Ovid's First Law of Software Technology

Ovid on 2009-10-02T09:59:13

Technologies which aim to "improve" software but cannot be easily explained should be ignored.


So...

Adrian on 2009-10-02T10:15:48

... I'm still not totall clear about this roles nonsense :-) :-)

Re:So...

Ovid on 2009-10-02T10:27:18

I knew someone would bring that up :)

Roles are shared behavior with methods which can't conflict. It's tough to get any simpler than that.

Re:So...

Adrian on 2009-10-02T10:40:57

I'm partially kidding :-)

I don't really buy your law though. It was tough for me to "get" roles for various reasons. It was tough for me to get declarative Prolog-ish languages when I first encountered them. I know a bunch of people who took a hell of a time to understand OO. I know a bunch of folk who don't really "get" TDD, XP or Scrum.

Yes - there are nice sound bites for all of them.
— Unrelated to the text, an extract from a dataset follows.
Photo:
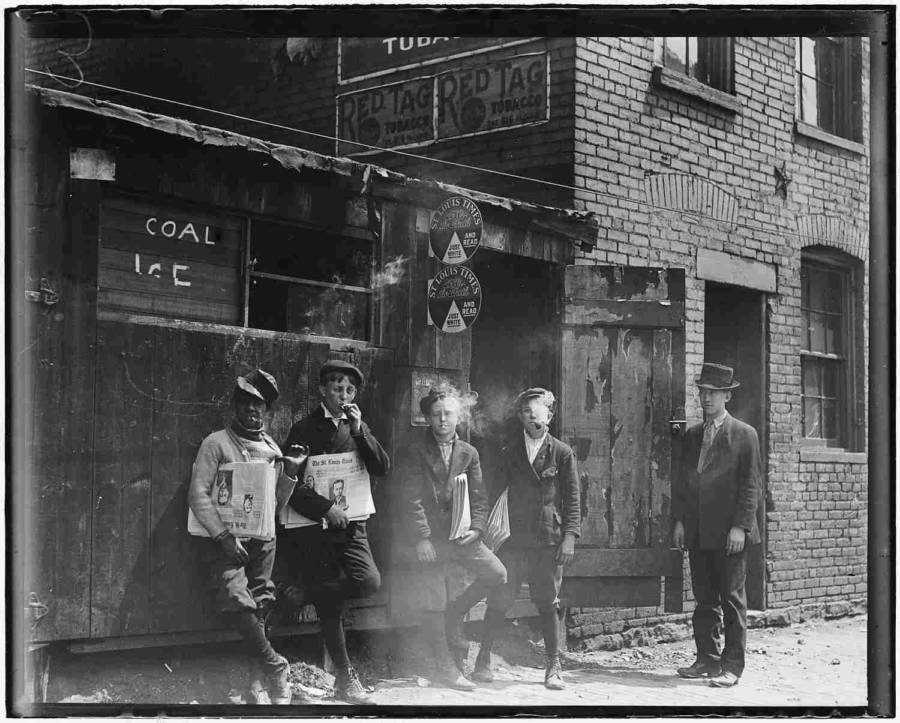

But they don't really "explain". The concepts are often deep - even if they have a simple container.

Re:So...

Ovid on 2009-10-02T11:08:57

The actual law should read (and I knew this when I posted my rather hyperbolic comment): "the more difficult it is to explain a technology which aims to "improve" software, the more likely it is that that this technology fails in its goals. Not quite as catchy, though :)

See Aspect-oriented programming for a great example. What's a "pointcut"? What's a "join point"? What's "advice"? Why is "advice" described as "additional behavior"? "Advice", to me, reads "optional behavior". And does AOP require special IDEs to properly handle it or not? It's issues like this which make it hard to grok and limits its adoption.

Roles appear to solve the problems which AOP attempts to solve by separating responsibility from behavior. Yes, they are hard to explain to people who have been trained in traditional OOP, but they are very, very easy to use.

Re:So...

Alias on 2009-10-02T13:39:09

Aspect-oriented programming is used to concisely implement cross-cutting concerns across a high number of classes and methods that would otherwise require immense quantities of hard-to-maintain code spread out over your whole application.

Examples of cross-cutting concerns which are very amenable to Aspect techniques include logging, debugging and performance monitoring.

Re:So...

Ovid on 2009-10-02T14:00:42

So what's a "pointcut"? What's a "join point"? Do you really need a custom IDE to use AOP or not? (I've heard both ways)

Re:So...

Ovid on 2009-10-02T11:11:35

I should add that posting known hyperbolic comments can often make for great discussions. I see you're getting a few retweets for disagreeing with me :)

Re:So...

dmaestro on 2009-10-02T15:02:31

Ovid's "Inheritance versus Roles" paper first gave me the confirmation that roles is the way to go, in Perl at least.

I like the simple description above, too.

For me, who learned from the OO gurus and now practice accordingly, I had to see roles as a safe form of (hush!) Multiple Inheritance (hush!) which solves the crippling problem of method name conflicts.